FYI.

This story is over 5 years old.

Tech

MIT Students Made An Interactive, Augmented Reality Mural

This is not your grandparents' mural.

Murals have been around for most of human history, but now they're coming to life. With the help of over twenty-five artists, five students at the Massachusetts Institute of Technology (MIT) transformed an underground tunnel at its campus in Cambridge, Massachusetts into a 200-foot long series of augmented reality murals.

Passerbies can appreciate The Borderline Murals in their two-dimensional form, or download the "BorderlineAR" app for their Android or iOS device and watch the murals live and breathe with site-specific animations.

Advertisement

According to their project website, MIT junior Julia Rue, senior Tara Lee, sophomore Jessie Wang, junior Emma DeSoto, and senior Iris Fung wanted to change students' relationship with the underground tunnels, whose bland, white walls provided a last-resort refuge from Massachusetts weather.

"The tunnel is a useful connection between point A to point B, but The Borderline aims to make it a destination," the website notes.

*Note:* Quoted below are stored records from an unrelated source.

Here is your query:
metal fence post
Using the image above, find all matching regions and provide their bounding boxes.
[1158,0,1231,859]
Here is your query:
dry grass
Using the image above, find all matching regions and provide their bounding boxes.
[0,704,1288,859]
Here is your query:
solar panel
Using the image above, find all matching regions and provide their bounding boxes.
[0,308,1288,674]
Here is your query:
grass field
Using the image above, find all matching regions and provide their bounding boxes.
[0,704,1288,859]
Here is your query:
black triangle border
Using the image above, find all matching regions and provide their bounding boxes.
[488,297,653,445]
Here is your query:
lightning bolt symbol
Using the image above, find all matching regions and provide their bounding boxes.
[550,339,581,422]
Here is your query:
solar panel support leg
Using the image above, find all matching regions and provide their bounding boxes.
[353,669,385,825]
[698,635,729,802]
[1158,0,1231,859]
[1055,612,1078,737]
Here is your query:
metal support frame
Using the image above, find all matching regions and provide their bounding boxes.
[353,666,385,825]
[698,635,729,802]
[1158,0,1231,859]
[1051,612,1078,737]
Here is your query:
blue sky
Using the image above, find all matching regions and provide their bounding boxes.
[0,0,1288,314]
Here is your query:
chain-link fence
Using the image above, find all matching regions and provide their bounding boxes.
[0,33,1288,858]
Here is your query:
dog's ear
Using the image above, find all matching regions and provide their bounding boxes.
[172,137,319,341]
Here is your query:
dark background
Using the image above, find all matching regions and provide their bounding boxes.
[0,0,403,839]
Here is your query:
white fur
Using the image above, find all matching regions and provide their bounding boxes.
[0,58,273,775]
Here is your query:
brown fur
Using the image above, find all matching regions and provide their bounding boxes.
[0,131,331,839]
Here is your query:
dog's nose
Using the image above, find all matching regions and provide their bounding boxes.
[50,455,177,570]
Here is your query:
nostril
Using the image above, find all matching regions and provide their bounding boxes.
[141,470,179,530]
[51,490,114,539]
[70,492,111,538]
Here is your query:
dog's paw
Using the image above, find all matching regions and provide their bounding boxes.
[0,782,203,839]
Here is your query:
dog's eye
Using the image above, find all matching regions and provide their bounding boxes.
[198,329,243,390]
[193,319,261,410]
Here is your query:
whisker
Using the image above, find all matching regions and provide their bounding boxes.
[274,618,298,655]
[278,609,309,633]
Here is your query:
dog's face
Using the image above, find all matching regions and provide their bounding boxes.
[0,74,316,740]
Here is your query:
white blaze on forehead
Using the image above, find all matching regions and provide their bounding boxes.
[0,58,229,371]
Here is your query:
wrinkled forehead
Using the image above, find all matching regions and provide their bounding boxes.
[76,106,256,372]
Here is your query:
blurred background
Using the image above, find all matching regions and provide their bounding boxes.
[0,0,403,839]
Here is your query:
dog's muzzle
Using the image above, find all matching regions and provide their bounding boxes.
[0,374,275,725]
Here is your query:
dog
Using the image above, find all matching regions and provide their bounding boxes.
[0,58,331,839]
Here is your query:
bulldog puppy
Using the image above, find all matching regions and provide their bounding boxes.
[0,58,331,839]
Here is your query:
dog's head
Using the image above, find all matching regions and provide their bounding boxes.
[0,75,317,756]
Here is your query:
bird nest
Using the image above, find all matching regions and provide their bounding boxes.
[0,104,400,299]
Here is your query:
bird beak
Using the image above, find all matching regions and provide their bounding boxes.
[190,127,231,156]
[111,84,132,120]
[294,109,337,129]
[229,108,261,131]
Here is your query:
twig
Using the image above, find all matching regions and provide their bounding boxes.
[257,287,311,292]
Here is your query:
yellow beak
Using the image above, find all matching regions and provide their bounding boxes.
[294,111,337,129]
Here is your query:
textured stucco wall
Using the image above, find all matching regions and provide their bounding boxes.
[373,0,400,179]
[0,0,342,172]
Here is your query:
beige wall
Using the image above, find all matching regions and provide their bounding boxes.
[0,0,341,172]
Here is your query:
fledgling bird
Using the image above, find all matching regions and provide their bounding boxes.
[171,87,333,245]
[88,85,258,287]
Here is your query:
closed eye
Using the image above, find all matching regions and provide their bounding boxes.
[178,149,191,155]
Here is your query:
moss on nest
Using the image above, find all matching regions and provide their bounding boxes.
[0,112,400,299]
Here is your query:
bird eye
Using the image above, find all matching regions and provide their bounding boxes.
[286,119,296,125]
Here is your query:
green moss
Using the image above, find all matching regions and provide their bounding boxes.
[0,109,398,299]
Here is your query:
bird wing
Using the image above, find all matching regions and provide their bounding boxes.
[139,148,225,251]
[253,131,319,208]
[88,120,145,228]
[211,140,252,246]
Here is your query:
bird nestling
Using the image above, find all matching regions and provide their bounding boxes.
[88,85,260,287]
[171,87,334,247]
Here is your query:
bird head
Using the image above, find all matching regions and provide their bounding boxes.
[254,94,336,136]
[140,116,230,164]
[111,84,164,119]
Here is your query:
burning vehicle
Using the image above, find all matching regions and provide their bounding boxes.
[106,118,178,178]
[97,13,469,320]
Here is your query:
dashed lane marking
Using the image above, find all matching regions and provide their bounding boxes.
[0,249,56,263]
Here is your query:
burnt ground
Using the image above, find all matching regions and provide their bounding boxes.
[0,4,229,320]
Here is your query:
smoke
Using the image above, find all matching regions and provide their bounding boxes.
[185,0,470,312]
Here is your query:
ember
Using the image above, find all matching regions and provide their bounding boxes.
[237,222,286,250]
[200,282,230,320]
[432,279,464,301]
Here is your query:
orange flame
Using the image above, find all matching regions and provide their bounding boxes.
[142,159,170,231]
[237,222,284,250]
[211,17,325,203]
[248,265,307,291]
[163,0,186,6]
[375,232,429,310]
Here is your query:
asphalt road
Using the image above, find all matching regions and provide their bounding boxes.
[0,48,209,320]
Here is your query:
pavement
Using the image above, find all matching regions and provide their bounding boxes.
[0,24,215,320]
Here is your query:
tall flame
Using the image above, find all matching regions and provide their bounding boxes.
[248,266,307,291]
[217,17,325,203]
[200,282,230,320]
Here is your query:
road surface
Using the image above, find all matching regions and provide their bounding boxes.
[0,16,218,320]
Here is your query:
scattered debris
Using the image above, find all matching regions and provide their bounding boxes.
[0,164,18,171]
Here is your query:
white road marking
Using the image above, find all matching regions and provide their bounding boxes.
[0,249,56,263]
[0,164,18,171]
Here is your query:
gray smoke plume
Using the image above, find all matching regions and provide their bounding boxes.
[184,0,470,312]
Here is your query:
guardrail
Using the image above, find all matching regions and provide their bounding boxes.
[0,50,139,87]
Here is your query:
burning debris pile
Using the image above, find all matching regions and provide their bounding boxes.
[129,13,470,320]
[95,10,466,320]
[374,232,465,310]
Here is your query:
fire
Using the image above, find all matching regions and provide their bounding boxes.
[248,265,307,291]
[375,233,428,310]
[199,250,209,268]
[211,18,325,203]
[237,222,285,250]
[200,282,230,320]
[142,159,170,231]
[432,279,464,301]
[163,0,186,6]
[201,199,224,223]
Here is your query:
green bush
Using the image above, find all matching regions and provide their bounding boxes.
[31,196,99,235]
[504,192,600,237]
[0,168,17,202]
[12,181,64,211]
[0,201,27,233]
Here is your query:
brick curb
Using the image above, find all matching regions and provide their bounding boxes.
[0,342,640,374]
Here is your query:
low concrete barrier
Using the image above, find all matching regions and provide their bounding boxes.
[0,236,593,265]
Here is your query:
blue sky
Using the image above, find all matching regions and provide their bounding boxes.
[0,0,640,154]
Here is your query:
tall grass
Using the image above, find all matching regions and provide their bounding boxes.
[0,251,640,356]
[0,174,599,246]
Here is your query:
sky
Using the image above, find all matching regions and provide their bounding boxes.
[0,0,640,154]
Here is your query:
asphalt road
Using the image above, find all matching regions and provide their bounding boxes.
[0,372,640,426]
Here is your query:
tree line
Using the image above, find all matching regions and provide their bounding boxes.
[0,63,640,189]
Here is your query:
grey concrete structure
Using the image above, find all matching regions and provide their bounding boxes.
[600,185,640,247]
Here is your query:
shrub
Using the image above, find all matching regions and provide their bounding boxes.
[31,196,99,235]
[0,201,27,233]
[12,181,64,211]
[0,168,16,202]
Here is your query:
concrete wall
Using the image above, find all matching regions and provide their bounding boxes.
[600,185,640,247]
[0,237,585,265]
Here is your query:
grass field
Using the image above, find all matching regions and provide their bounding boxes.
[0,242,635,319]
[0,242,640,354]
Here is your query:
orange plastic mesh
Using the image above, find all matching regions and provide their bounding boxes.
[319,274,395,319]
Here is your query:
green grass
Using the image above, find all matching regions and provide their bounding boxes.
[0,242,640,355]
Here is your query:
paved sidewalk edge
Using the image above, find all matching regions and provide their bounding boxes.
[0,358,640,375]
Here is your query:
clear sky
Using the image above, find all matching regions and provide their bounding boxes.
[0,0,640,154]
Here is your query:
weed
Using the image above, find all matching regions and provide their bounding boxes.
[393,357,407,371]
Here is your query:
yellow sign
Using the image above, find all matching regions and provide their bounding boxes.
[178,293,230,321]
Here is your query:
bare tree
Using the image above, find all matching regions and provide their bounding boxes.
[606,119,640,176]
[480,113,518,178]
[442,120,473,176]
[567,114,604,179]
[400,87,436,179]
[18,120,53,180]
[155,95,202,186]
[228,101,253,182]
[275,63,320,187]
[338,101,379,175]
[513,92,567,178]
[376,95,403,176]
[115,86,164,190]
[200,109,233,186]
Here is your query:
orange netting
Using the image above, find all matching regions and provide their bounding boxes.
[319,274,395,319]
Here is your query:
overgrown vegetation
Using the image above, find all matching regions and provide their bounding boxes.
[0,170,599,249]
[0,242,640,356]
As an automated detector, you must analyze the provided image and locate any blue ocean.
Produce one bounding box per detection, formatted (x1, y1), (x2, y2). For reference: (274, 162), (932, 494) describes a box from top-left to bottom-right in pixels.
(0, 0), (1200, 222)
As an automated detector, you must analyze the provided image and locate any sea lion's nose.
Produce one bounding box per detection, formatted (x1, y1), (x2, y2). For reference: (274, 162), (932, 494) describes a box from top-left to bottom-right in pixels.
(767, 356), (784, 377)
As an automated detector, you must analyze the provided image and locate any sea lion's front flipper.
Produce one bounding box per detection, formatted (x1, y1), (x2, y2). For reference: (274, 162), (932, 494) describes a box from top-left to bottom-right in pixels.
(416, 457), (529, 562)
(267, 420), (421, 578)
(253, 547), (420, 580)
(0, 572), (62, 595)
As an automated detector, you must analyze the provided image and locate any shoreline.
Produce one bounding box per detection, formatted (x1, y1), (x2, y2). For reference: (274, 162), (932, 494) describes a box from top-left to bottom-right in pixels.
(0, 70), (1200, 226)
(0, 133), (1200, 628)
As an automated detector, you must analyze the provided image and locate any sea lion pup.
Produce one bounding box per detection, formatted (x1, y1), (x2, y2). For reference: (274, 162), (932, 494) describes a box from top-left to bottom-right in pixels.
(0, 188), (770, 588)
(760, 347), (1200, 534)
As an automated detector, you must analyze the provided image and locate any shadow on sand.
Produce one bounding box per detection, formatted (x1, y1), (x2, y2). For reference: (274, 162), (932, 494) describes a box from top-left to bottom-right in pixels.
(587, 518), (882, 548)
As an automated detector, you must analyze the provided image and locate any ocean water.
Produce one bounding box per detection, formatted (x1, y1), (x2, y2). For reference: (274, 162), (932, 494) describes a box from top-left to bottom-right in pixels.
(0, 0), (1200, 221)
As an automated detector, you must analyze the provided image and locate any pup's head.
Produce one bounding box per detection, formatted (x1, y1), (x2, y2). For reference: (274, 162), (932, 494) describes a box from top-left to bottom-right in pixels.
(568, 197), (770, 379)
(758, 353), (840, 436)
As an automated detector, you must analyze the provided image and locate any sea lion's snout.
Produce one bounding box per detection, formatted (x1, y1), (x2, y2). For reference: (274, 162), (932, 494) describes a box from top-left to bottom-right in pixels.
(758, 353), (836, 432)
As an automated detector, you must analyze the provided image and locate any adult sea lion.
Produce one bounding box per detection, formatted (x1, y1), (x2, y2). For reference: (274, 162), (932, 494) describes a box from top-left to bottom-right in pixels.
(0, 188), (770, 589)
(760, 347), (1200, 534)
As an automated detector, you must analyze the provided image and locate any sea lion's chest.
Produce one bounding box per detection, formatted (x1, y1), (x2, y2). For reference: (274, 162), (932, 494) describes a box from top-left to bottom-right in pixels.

"The Borderline is a project where we're really trying to get the MIT community involved with art in a kind of informal way," Rue said in a video about the project. "It was open to MIT students to just paint a mural that they want, and have it in a public space so that other people could enjoy it and interact with it."

Almost 180 people attended the project's grand opening according to the Facebook event page.

According to Jessie Wang, the augmented reality coordinator for The Borderline Mural Project, the campus response to the project has been extremely positive.

"It would be really great if this project could continue," Wang said in the video. "Either way, I think it's just really great, and I hear so many people talking about how happy they are that the tunnels have something in them now."

There have been other augmented reality murals in recent years, but The Borderline Mural Project shows that the capability to create these kinds of displays is only becoming more widespread. With the release of new, easier-to-use specialized software like Apple's ARKit, maybe you'll have an augmented reality mural in your community in the near future.